Show Me the Data by Karen Lichtman and Stephen Krashen

I just gravitate towards Stephen Krashen.  He is a genius and I love hearing him talk because he gives me the numbers behind my ideas of why TPRS works.  Here's the fact: TPRS works...it's been proven, but we need to continue to prove it.

In this session, Karen Lichtman, a professor at Northern Illinois University, talked about all the research that exists for the effectiveness of TPRS.  It exists and the results show that TPRS is better than anything else out there, even when the tests are grammar-heavy.  There is no current research to show that TPRS does worst in all skills.  And this isn't a small number when you add up the numbers.  TPRS research encapsulates 14 studies in 25 schools in 134 classes with 2294 students.  But we need more!!

There is an article with summaries of all the research.  Karen said that it is all reproducible and should be widely shared.

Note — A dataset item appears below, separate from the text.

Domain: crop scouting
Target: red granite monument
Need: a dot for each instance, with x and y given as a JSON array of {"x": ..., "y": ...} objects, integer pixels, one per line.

After showing us the research, Karen and Stephen really encouraged us to conduct research in our classroom.  They have ideas for us:

  1. Replicate a research project that has already been done to see if you get similar results.
  2. Check for retention over time (try to keep in touch with students to see how they do on the exam 1, 2, 10 years down the road)
  3. Enrollment-does TPRS increase enrollment in the higher levels as compared to traditional classrooms?
  4. New groups: elementary, college, non-Spanish
But, when we do research, we have to PUBLISH it.  Karen and Stephen said that they would help us get published, write our articles, and crunch our numbers.  Stephen did say that all articles must be shorter than 5 pages for him to read it.  He also said that we need to publish our failures as well as our successes or we risk not being taken seriously.  We also need to put TPRS or Storytelling in the title so that Karen (and others) can find it quickly.

A research article has 4 parts: introduction, procedure, results, and conclusion.  Dr. Krashen suggests writing the results section first, then writing the procedure, then the conclusion, and finish with the introduction.  For brevity's sake, Dr. Krashen reminds us that those reading our article understand the lingo, so we don't need to spend a long time explaining the history of TPRS or the history of language learning: assume that those reading our article have a strong prior knowledge of language learning.

I am going to try and find a grammar-centric classroom to compare to and start researching this year!!